The blood flowing through larger arterioles and venules within the imaging voxel results in an intravoxel velocity distribution and a net phase distribution (ballistic regime). As a consequence, blood flowing in larger segments dominates the pseudo-diffusion decay in the IVIM model and makes the study of microcapillaries (in true diffusive regime) challenging. By utilizing flow-compensated diffusion encoding waveforms (M1 = 0) the signal coming from the larger segments can be eliminated, allowing for the evaluation of microcirculation.

Signal decay as a function of b-value for flow-compensated (M0 = M1 = 0) and non-compensated (M0 = 0) diffusion encoding waveforms. a) Since fluid in an isotropic phantom is always in diffusive regime, the signal decay is mono-exponential and does not depend on the flow-encoding strength. b) Flowing spins in a large blood vessel result in a rapid decay for non-compensated waveforms. With flow-compensated waveforms the flowing spins no longer contribute to signal attenuation and we observe a monoexponential decay.

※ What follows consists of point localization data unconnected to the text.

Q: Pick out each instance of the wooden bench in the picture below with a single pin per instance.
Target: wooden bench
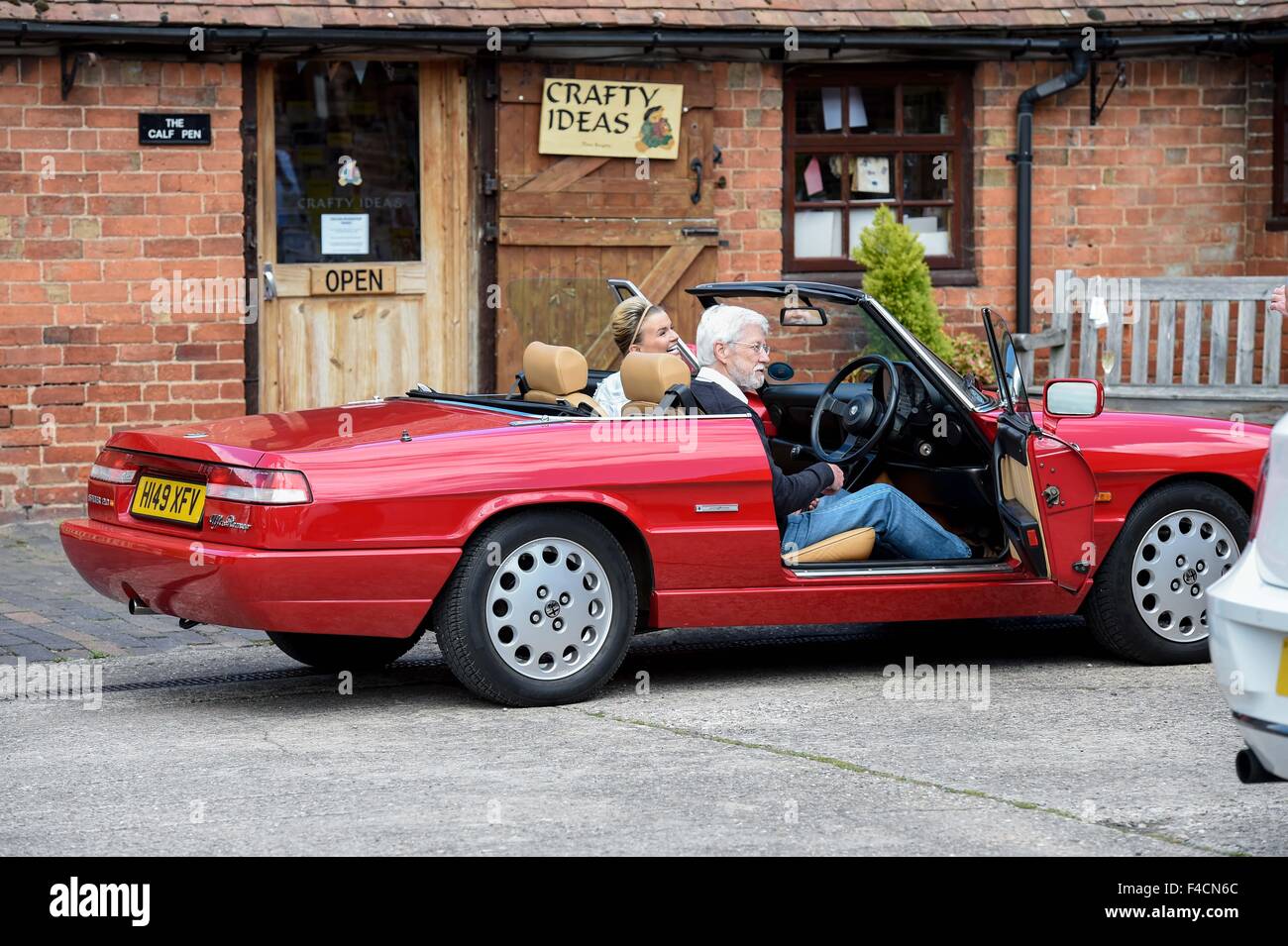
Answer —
(1151, 321)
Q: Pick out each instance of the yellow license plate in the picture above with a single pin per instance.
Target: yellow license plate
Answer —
(1282, 684)
(168, 499)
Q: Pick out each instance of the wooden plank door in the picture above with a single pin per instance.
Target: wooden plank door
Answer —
(352, 330)
(570, 223)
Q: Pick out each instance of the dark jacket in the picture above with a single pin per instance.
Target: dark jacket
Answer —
(793, 491)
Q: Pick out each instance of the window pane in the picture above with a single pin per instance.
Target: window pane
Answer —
(861, 218)
(818, 176)
(925, 111)
(818, 233)
(930, 224)
(871, 110)
(871, 176)
(818, 111)
(925, 176)
(347, 142)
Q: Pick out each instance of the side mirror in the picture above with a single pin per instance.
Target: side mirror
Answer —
(803, 315)
(1074, 396)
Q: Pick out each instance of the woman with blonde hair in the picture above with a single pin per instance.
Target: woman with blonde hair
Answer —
(638, 326)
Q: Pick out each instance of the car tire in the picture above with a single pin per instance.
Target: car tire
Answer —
(539, 611)
(336, 653)
(1142, 605)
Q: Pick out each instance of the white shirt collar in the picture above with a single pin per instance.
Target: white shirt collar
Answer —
(708, 373)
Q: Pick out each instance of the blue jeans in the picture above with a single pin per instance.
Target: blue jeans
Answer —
(905, 530)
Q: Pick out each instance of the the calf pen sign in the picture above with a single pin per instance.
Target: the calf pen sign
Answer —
(603, 119)
(174, 129)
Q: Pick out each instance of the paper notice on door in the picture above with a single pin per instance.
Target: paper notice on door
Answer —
(346, 235)
(858, 113)
(872, 175)
(812, 177)
(831, 110)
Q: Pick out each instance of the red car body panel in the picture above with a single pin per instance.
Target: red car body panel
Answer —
(399, 486)
(374, 592)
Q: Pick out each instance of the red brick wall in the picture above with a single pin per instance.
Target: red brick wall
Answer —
(88, 220)
(1144, 192)
(748, 128)
(1266, 253)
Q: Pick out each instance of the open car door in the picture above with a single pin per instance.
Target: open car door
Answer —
(1044, 489)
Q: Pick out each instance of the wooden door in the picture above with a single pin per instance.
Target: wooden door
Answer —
(357, 328)
(570, 223)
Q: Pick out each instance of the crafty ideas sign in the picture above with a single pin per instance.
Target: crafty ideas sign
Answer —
(604, 119)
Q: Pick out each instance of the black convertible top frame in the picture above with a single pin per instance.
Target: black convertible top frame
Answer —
(711, 291)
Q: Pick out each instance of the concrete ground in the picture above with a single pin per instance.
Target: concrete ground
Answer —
(741, 740)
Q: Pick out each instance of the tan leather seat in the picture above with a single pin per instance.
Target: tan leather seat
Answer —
(854, 545)
(647, 376)
(557, 373)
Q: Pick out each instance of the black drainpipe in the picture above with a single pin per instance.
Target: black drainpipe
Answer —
(1022, 158)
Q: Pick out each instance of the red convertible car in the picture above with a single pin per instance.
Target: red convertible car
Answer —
(536, 536)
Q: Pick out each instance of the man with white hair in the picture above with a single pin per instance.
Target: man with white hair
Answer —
(733, 351)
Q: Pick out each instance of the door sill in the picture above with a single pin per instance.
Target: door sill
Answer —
(849, 569)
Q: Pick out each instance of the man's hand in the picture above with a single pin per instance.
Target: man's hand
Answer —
(837, 480)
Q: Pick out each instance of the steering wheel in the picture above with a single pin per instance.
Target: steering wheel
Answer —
(858, 415)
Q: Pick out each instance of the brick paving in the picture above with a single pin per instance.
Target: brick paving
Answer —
(50, 613)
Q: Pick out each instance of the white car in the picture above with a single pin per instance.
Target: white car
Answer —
(1249, 626)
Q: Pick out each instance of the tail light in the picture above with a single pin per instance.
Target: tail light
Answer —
(228, 482)
(114, 467)
(270, 486)
(1261, 495)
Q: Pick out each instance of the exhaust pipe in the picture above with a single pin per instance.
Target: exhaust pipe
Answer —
(1249, 770)
(137, 606)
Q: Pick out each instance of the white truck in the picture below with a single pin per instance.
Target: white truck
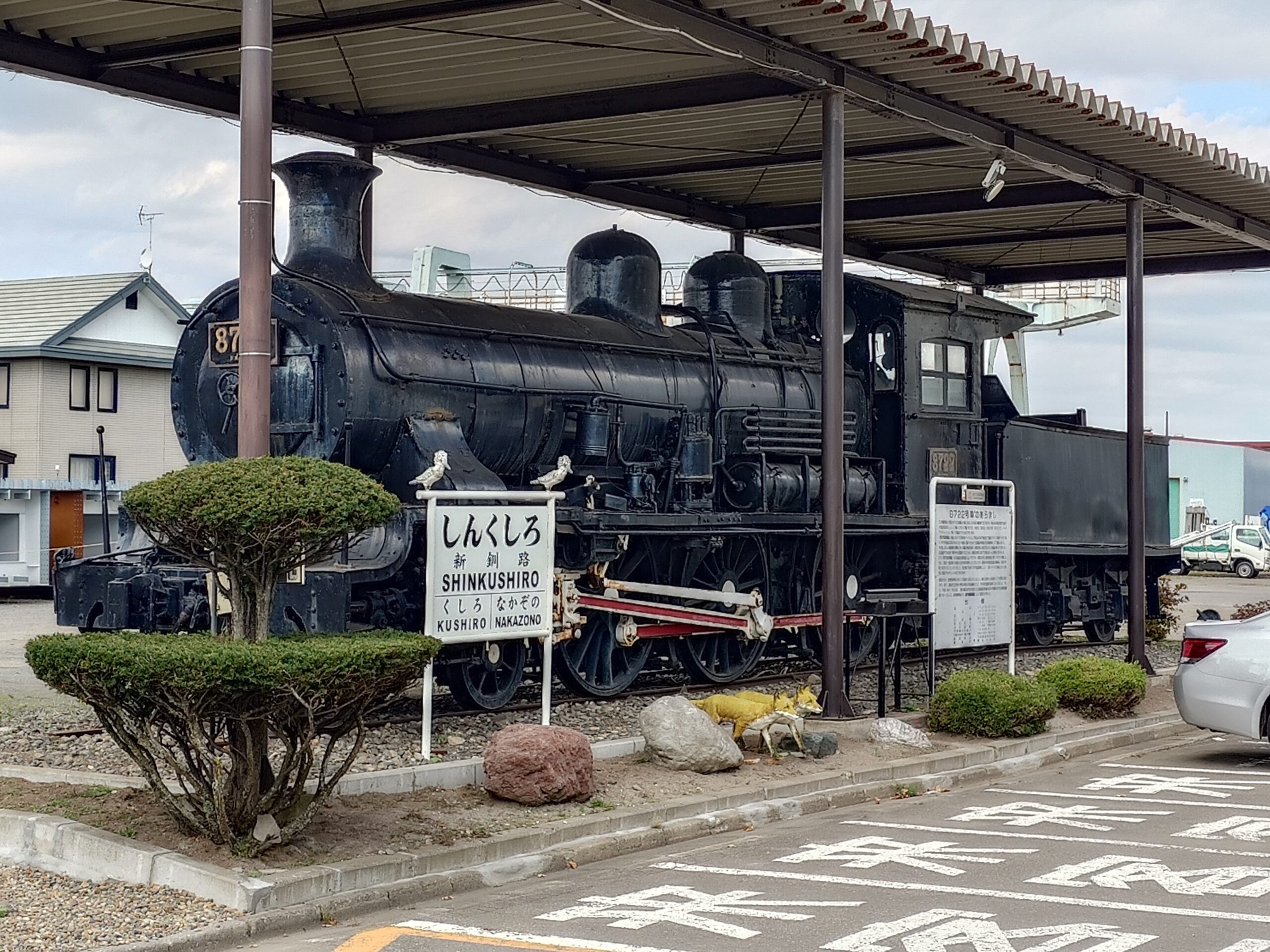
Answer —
(1231, 546)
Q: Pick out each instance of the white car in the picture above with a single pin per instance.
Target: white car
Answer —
(1223, 679)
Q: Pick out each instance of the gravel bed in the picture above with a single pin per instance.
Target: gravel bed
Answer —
(60, 914)
(26, 739)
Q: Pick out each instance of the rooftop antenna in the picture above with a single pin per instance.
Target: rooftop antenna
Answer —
(146, 220)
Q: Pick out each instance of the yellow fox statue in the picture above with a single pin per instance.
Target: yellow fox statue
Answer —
(751, 709)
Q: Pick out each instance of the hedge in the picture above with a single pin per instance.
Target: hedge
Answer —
(1096, 687)
(983, 704)
(202, 710)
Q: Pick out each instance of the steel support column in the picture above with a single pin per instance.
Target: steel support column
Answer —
(255, 226)
(833, 676)
(368, 155)
(1135, 424)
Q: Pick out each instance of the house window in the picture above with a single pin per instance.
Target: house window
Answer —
(79, 388)
(945, 375)
(87, 469)
(107, 390)
(10, 537)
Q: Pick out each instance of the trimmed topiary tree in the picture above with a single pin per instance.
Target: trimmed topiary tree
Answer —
(257, 520)
(982, 704)
(200, 710)
(1096, 687)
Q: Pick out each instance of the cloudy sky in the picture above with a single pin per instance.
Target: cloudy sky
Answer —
(76, 166)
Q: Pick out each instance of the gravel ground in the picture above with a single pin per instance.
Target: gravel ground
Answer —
(59, 914)
(26, 739)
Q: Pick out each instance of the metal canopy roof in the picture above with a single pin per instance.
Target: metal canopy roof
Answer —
(704, 112)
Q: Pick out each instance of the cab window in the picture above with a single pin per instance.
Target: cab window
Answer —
(945, 375)
(883, 357)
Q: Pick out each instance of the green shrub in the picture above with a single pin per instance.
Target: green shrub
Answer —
(1096, 687)
(257, 520)
(1162, 625)
(198, 709)
(992, 705)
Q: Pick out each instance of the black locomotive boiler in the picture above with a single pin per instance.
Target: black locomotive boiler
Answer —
(693, 434)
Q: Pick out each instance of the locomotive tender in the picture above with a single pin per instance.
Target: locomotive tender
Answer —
(693, 434)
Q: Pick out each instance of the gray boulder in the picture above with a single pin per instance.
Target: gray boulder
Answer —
(892, 730)
(684, 738)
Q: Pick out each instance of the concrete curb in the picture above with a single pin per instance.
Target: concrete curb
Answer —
(309, 896)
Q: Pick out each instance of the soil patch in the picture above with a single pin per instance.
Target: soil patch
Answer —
(382, 823)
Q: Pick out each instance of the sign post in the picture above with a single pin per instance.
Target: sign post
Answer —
(489, 575)
(972, 564)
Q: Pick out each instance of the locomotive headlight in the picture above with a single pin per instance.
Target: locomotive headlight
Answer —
(995, 180)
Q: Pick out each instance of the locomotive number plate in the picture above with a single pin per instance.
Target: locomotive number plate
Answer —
(940, 461)
(223, 343)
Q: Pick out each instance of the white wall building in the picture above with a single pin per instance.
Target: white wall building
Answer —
(78, 353)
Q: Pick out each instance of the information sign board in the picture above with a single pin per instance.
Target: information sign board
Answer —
(489, 572)
(972, 575)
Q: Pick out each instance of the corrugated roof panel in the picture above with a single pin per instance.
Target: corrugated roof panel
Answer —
(409, 56)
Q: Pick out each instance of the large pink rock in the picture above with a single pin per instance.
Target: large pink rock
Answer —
(532, 765)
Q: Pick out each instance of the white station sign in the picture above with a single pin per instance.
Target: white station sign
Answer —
(489, 573)
(972, 586)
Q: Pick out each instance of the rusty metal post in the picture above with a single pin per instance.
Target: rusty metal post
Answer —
(833, 674)
(255, 225)
(1135, 425)
(368, 155)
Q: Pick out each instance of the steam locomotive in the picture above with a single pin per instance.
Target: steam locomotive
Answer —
(689, 532)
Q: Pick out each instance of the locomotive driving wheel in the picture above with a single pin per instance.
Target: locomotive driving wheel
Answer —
(487, 676)
(860, 573)
(599, 663)
(1101, 631)
(1040, 634)
(738, 565)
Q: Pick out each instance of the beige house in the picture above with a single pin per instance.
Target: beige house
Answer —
(76, 355)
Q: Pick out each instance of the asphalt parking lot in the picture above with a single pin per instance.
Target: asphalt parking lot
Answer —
(1162, 847)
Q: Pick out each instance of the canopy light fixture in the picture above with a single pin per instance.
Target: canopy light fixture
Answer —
(995, 180)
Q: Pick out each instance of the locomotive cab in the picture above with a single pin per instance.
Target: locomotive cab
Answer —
(920, 351)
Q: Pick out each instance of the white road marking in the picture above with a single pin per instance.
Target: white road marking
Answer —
(1184, 912)
(529, 937)
(1122, 871)
(942, 930)
(1248, 828)
(686, 907)
(870, 852)
(1055, 838)
(1196, 770)
(1024, 813)
(1155, 783)
(1126, 800)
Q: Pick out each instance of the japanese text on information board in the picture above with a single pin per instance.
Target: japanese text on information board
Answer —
(491, 573)
(972, 591)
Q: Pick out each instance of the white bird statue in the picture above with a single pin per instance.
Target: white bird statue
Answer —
(434, 474)
(564, 466)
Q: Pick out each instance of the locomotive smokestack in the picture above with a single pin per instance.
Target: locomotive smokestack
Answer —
(327, 192)
(616, 275)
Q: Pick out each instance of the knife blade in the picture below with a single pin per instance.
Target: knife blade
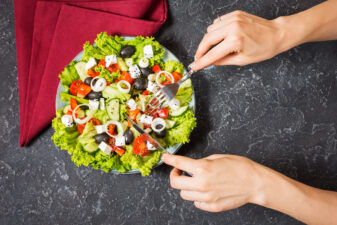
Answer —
(141, 131)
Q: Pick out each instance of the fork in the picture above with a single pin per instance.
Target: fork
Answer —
(162, 98)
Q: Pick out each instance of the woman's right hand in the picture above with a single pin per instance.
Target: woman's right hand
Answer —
(240, 38)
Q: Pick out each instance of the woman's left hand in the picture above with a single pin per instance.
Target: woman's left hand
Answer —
(219, 182)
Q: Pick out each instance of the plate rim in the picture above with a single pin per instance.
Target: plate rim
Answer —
(192, 104)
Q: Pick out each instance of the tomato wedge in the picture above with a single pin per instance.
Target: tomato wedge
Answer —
(140, 147)
(74, 86)
(95, 121)
(156, 68)
(113, 68)
(176, 76)
(83, 90)
(163, 113)
(127, 77)
(120, 151)
(80, 128)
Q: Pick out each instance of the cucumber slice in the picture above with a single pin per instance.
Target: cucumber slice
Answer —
(80, 68)
(66, 109)
(170, 123)
(112, 109)
(178, 112)
(122, 64)
(91, 147)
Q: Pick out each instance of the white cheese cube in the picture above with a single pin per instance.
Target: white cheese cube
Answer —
(152, 87)
(148, 51)
(91, 63)
(146, 119)
(67, 120)
(93, 104)
(100, 129)
(129, 61)
(174, 104)
(134, 71)
(132, 104)
(102, 104)
(150, 146)
(110, 59)
(105, 148)
(143, 63)
(120, 141)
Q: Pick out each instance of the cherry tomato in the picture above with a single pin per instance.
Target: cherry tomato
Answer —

Pixelwise fitting for two subjects: For the subject on the right, the decay curves obtained with and without flow-compensation are almost overlapping, indicating a small contribution of flow in larger segments to the total IVIM signal. For the older subjects, who already presents sarcopenic changes, the decay curves are very different. Here we are in diffusive regime, but likely looking at areas of reduced microcirculation. Note that with fluid compensation the signal decays faster than without.

Δf, ΔD, and Δd* (values for M0=0 – values for M0=M1=0). For younger subjects, when microcirculation likely dominates the perfusion signal, f is small, and it positively correlates with age both for hamstring and for quadriceps. This indicates that the signal for older subjects is dominated by flow in larger segments due to impaired microcirculation. ΔD maps are shown on the left for a representative younger and older subject.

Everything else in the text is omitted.